If `tan theta=(q)/(p)` then find the value of `(p sintheta+qcos theta)/(p cos theta+qsintheta)`

To solve the problem, we start with the given information that \( \tan \theta = \frac{q}{p} \). We need to find the value of \[ \frac{p \sin \theta + q \cos \theta}{p \cos \theta + q \sin \theta}. \] ### Step 1: Rewrite the expression using \( \tan \theta \) We know that \( \tan \theta = \frac{\sin \theta}{\cos \theta} \).

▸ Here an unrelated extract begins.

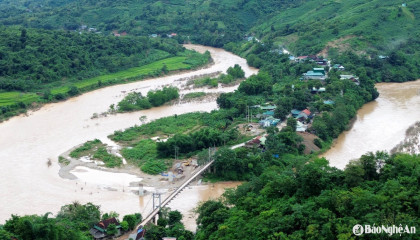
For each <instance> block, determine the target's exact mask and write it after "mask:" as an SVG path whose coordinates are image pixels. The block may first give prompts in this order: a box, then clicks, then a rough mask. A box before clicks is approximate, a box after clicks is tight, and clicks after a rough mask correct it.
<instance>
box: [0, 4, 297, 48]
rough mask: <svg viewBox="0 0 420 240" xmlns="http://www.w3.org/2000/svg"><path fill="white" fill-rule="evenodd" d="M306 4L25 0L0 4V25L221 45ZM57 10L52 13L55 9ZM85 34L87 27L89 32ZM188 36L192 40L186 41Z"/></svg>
mask: <svg viewBox="0 0 420 240" xmlns="http://www.w3.org/2000/svg"><path fill="white" fill-rule="evenodd" d="M301 2H302V1H291V0H286V1H281V2H278V1H273V0H264V1H256V0H252V1H242V0H235V1H223V0H214V1H204V0H199V1H189V2H185V1H179V0H173V1H156V0H147V1H141V2H139V1H136V0H119V1H109V0H100V1H90V0H65V1H59V3H56V2H55V1H54V2H51V1H48V0H43V1H34V0H24V1H18V2H16V3H13V4H11V3H10V2H9V1H6V3H3V4H1V5H0V9H2V10H3V11H0V23H1V24H5V25H23V26H26V27H32V28H44V29H66V30H78V31H80V30H81V26H82V25H87V28H95V29H96V30H97V31H100V32H102V33H104V34H110V33H111V32H113V31H117V32H126V33H127V34H129V35H143V36H147V35H150V34H160V35H162V36H163V37H166V34H171V33H177V34H178V36H177V39H178V40H179V41H181V42H182V41H184V40H188V39H190V40H193V41H198V42H200V43H202V44H206V45H212V46H219V47H221V46H223V44H225V43H227V42H230V41H237V40H239V39H241V38H242V37H243V36H242V34H243V33H244V32H246V31H248V29H249V28H250V27H251V26H253V25H254V24H255V23H256V22H257V21H259V20H260V19H261V18H266V16H267V14H270V13H273V12H275V11H277V10H279V9H285V8H288V7H293V6H296V5H299V4H300V3H301ZM52 9H54V11H51V10H52ZM86 30H87V29H86ZM188 36H189V38H188Z"/></svg>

Therefore, we can express \( \sin \theta \) and \( \cos \theta \) in terms of \( \tan \theta \): \[ \sin \theta = \tan \theta \cdot \cos \theta = \frac{q}{p} \cdot \cos \theta. \] ### Step 2: Substitute \( \sin \theta \) in the expression Now, substituting \( \sin \theta \) in the original expression: \[ \frac{p \left(\frac{q}{p} \cos \theta\right) + q \cos \theta}{p \cos \theta + q \left(\frac{q}{p} \cos \theta\right)}. \] This simplifies to: \[ \frac{q \cos \theta + q \cos \theta}{p \cos \theta + \frac{q^2}{p} \cos \theta}. \] ### Step 3: Factor out \( \cos \theta \) Factoring out \( \cos \theta \) from both the numerator and the denominator gives: \[ \frac{(q + q) \cos \theta}{\left(p + \frac{q^2}{p}\right) \cos \theta}. \] ### Step 4: Simplify the expression Now, we can simplify this further: \[ \frac{2q \cos \theta}{\left(p + \frac{q^2}{p}\right) \cos \theta}. \] Since \( \cos \theta \) is common in both numerator and denominator, we can cancel it out (assuming \( \cos \theta \neq 0 \)): \[ \frac{2q}{p + \frac{q^2}{p}}. \] ### Step 5: Simplify the denominator The denominator can be rewritten as: \[ p + \frac{q^2}{p} = \frac{p^2 + q^2}{p}. \] ### Step 6: Final expression Thus, we have: \[ \frac{2q}{\frac{p^2 + q^2}{p}} = \frac{2q \cdot p}{p^2 + q^2}. \] So, the final answer is: \[ \frac{2pq}{p^2 + q^2}. \]